The Punjab and Haryana HC also said that the woman’s statement “does not throw up gut-wrenching violence that normally precede or accompany such incidents”.

HC resorts to victim blaming Calls OP Jindal gangrape survivor promiscuous accused gets bailRepresentational photo. Courtesy: incirlik.af.mil
news Law Saturday, September 23, 2017 - 15:10

The Punjab and Haryana High Court suspended the sentences and granted bail to three law students in the infamous OP Jindal gangrape case on Thursday. The HC delivered the ruling till the pendency of the appeal of the accused against conviction.

The arguments used by the court however, relied on regressive ideas and victim-shaming.

A significant part of the ruling was devoted to patronising the survivor. The court observed that woman’s statement lead them to draw the “alternate conclusion of misadventure stemming from a promiscuous attitude and a voyeuristic mind". At another instance, the court said her testimony showed “the immature but nefarious world of youngsters unable to comprehend the worth of a relationship based on respect and understanding”.

A division bench of Justices Mahesh Grover and Raj Shekhar Attri, sought to “balance the concerns of the victim, demands of society and law and the element of reformatory and rehabilitative justice,” reported Bar and Bench. The three accused  Hardik Sikri, Karan Chabra and Vikas Garg  were students of OP Jindal Law School and the victim was an MBA student.

The woman had lodged a complaint against the accused on April 11, 2015. In March this year, a lower court had sentenced Hardik and Karan to 20 years in prison and Vikas for seven years, for blackmailing and gang raping a student of the same university for two years from 2013 to 2015. The accused were also allegedly in possession of explicit photos of the woman.

Justices Grover and Attri said that the court was conscious of the survivor being blackmailed and threatened into submission lent “sufficient diabolism to the case”. The court then said that because she also sent Hardik her nude photos and also bought a sex toy at his behest, it revealed a “perverse streak” in both of them, reports TOI.

Bar and Bench quotes the testimony of the survivor however, where she clearly says that she was made to buy the sex toy for Hardik against her will. “I kept pleading that I do not want as it is a very shameful thing to have but he kept insisting as he wanted me to use it, so he could gratify himself via skype on the days when he could not force himself physically upon me.
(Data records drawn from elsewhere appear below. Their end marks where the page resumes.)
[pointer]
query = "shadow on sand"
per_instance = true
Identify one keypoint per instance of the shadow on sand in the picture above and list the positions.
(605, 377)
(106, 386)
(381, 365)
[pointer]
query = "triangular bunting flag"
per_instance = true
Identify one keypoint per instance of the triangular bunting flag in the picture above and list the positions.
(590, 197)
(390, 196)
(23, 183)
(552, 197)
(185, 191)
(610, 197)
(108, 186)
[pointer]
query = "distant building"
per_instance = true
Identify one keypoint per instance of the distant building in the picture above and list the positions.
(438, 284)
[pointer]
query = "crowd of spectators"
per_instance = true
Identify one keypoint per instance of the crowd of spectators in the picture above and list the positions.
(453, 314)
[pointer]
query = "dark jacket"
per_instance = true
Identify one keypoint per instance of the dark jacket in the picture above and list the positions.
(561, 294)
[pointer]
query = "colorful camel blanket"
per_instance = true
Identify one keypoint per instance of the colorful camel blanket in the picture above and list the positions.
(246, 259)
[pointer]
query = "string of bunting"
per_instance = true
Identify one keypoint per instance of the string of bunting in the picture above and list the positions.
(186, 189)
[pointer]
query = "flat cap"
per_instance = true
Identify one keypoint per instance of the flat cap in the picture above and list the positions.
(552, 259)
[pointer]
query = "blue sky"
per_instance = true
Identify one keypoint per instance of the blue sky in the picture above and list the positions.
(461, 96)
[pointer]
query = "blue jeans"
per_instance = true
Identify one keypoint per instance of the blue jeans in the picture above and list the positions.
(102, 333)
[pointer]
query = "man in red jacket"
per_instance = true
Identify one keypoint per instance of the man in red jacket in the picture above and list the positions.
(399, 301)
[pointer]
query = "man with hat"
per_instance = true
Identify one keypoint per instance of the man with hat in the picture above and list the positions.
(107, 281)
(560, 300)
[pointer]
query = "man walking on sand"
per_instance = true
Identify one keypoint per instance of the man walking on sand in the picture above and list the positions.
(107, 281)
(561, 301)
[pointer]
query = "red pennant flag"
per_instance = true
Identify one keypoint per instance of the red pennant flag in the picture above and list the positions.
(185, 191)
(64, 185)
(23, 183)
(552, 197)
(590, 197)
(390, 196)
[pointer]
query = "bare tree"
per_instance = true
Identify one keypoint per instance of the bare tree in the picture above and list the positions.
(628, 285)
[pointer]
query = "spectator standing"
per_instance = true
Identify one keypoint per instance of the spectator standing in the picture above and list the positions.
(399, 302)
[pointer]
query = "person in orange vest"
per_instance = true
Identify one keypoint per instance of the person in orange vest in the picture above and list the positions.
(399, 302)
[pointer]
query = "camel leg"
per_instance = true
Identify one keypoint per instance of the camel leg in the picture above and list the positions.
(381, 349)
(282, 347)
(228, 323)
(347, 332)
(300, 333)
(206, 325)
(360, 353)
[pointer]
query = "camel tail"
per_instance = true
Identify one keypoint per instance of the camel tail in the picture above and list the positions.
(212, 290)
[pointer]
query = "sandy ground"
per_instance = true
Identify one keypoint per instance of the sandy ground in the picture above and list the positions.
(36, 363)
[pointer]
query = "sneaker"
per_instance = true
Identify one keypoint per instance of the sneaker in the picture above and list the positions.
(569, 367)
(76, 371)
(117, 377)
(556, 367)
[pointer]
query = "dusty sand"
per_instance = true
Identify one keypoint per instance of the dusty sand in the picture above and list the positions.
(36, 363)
On 26.1.2015, I acceded to his demand of buying the sex toy under pressure of my photographs getting exposed in the entire university,” she said.

In what could arguably be seen as an attack on the woman’s character, the bench said that the woman’s statement “does not throw up gut-wrenching violence that normally precede or accompany such incidents”. It shows however, an “alternate story of casual relationship with her friends, acquaintances, adventurism and experimentation in sexual encounters and these factors would therefore, offer a compelling reasons to consider the prayer for suspension of sentence.”

The Punjab and Haryana HC also was also critical about the “degenerative mindset of the youth”. Referring to the events between 2013 and 2015, the court said that the “crass sequence” was a reflection of a “degenerative mindset of the youth breeding denigrating relationships mired in drugs, alcohol, casual sexual escapades and a promiscuous and voyeuristic world.”

The court ordered a compensation of Rs 10 lakh for the woman, which will shared equally by all three accused. It also suggested counseling for Hardik, Karan and Vikas, and said, “It would be a travesty if these young minds are confined to jail for an inordinate long period which would deprive them of their education, opportunity to redeem themselves and be a part of the society as normal beings.”

Bail was granted to the accused on conditions that they should not leave the country, not make any contact with the woman, and undergo psychiatric counseling “until they are free of their voyeuristic tendencies”.

The court said finally that none of what is said above “should be construed to be an expression on the merits of the case.”